What is the probability distribution of the number of mites, that choose for the odorous substance, under the assumption that predatory mites do not have a preference? Denote your answer in the form: \(y \sim \ldots\).
How many predatory mites (out of the \(41\) used in this experiment) are expected to choose air with the odorous substance, when predatory mites do not have a preference?
Do you expect a higher or a lower number of predatory mites to choose the odorous substance, when predatory mites do have a preference?
How many mites eventually did choose the odorous substance in this experiment?

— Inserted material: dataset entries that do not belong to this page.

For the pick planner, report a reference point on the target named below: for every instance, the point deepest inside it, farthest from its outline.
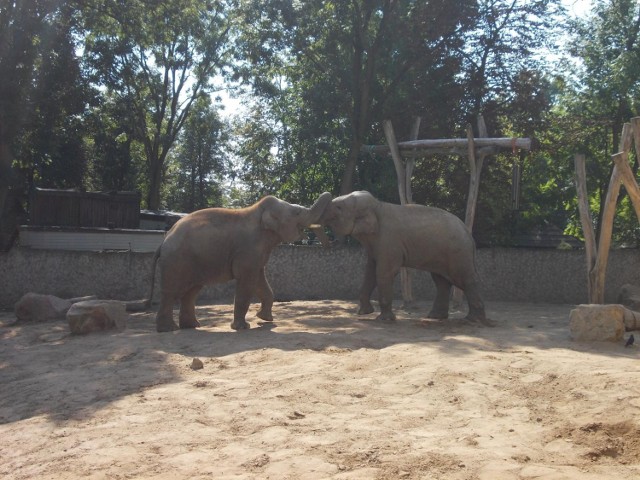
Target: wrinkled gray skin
(414, 236)
(216, 245)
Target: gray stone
(34, 307)
(597, 323)
(97, 315)
(629, 296)
(631, 320)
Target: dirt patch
(320, 393)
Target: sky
(575, 8)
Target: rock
(597, 323)
(137, 306)
(34, 307)
(97, 315)
(631, 320)
(629, 296)
(197, 364)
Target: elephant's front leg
(385, 274)
(440, 309)
(368, 285)
(188, 308)
(265, 294)
(164, 317)
(245, 286)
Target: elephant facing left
(215, 245)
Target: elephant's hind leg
(368, 285)
(188, 308)
(265, 294)
(440, 308)
(476, 305)
(164, 317)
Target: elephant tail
(156, 256)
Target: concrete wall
(309, 272)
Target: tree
(601, 94)
(38, 70)
(162, 56)
(349, 59)
(200, 161)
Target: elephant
(415, 236)
(215, 245)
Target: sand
(320, 393)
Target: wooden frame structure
(475, 149)
(598, 254)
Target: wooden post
(390, 135)
(599, 271)
(475, 170)
(587, 224)
(404, 180)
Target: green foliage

In other words: how many ‘successes’ (\(= y\)) were actually observed?
According to Figure 3, the p-value is significant (**: p-value \(< 0.01\)). The p-value will be discussed in an upcoming tutorial, but here it is the probability to observe at least the number of successes as in answer g), when the predatory mites do not have a preference. Use R Commander to calculate this probability (i.e., the p-value). When using Upper tail, remember that R Commander calculates \(P(y > k)\) (where \(k\) represents the number of successes).
Beforehand the researchers wanted to have a probability (here the p-value) of 0.05 or smaller, in order to state that it was proven that mites have a preference for the odorous substance (E)-nerolidol. Give your conclusion based on the probability you have found.
The questions, just answered, are actually hypothesis testing. In upcoming tutorials hypothesis testing will discussed in more detail, including all associated terms and concepts. The questions of Part 4 can be considered as a preview or an ‘amuse’ of what is about to follow.